Given last week's relative barrenness at USG and the freezing-cold temps, I wasn't expecting much from this morning's trip. The hydrangeas pictured were certainly the most glamorous and colorful scene at the market today, but I was much more excited by the color green.

It's really happening:
1/4 lb. pea shoots
1/2 lb. collard greens
1/4 lb. lacinato kale
1 lb. white button mushrooms
3 lbs. mixed apples
Total spent: $22

Not only did I find marvelous (albeit pricey) young lacinato kale and collard greens at Norwich Meadows Farm, the farmer who grows my favorite carrots and shell peas in the world had pea shoots. Fresh greens! I couldn't stop smiling.

With my bounty, tonight's dinner was a salad of the pea shoots, with my standard simple dijon mustard vinaigrette, and kale stir-fried with lots of sesame seeds, ginger, and shoyu. The young and tender greens cooked up very quickly, and had so much flavor - I can't wait to try the collards tomorrow.

In other produce news, I've been making jam thumbprint cookies like crazy the past week with last season's homemade peach jam, because it turns out that jam made with agave only lasts a couple of weeks once opened. And as I'm off toast at the moment, I've got to find ways to use this stuff. Luckily the cookies are quick to make, and I haven't had trouble finding folks to eat them.

3 comments:

Lacey Vander Plaats said...

I noticed you mentioned you made jam with Agava Nectar. Would you be willing to share that with me? I am always looking for ways to make jam healthy-er.

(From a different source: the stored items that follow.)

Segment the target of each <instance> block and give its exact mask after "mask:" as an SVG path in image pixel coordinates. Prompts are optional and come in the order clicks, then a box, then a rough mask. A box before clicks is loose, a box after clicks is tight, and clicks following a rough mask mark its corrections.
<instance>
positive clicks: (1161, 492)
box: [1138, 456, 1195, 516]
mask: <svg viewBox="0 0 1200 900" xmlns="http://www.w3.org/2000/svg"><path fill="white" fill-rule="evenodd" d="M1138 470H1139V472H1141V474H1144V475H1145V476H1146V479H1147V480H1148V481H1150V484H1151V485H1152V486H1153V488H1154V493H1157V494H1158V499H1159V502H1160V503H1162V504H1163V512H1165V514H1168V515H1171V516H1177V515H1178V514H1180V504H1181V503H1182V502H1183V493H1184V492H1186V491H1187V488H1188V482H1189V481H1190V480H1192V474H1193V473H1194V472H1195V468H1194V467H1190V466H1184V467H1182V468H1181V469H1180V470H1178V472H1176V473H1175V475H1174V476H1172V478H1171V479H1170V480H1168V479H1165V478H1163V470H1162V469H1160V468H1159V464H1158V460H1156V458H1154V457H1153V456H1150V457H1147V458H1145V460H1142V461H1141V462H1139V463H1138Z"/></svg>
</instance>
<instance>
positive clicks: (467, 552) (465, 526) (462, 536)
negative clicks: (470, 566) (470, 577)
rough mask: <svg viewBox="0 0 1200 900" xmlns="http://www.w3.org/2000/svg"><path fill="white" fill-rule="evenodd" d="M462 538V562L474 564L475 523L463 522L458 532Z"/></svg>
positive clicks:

Carter @ The Kitchenette said...

whew, I am so jealous of your market already! Pea shoots!? *sigh* Our market opens this coming Saturday and I'm only expecting potatoes, onions, and maybe some wintered-over greens. But I'll take those gladly!

anna said...

Lacey,
Making jam with agave is easy. You just need to use a type of pectin that's meant for low/no-sugar recipes. I use Pomona's Universal Pectin, and it works great. I often use the recipes inside the Pomona's package, or from pickyourown.org (great resource!), and just use about 3/4 the amount of agave as white sugar the recipe calls for. But I always taste to make sure I've got it right for every batch. The only caveat with agave jam is that once you open a jar, it only lasts a couple of weeks in the fridge, because it doesn't have the preservative agent of white sugar. Otherwise, though, I haven't found much difference.

Carter,
It was a surprise - made my week!! You'll have tasty options soon enough I'm sure...though it never really feels like soon enough, does it? Hang in there.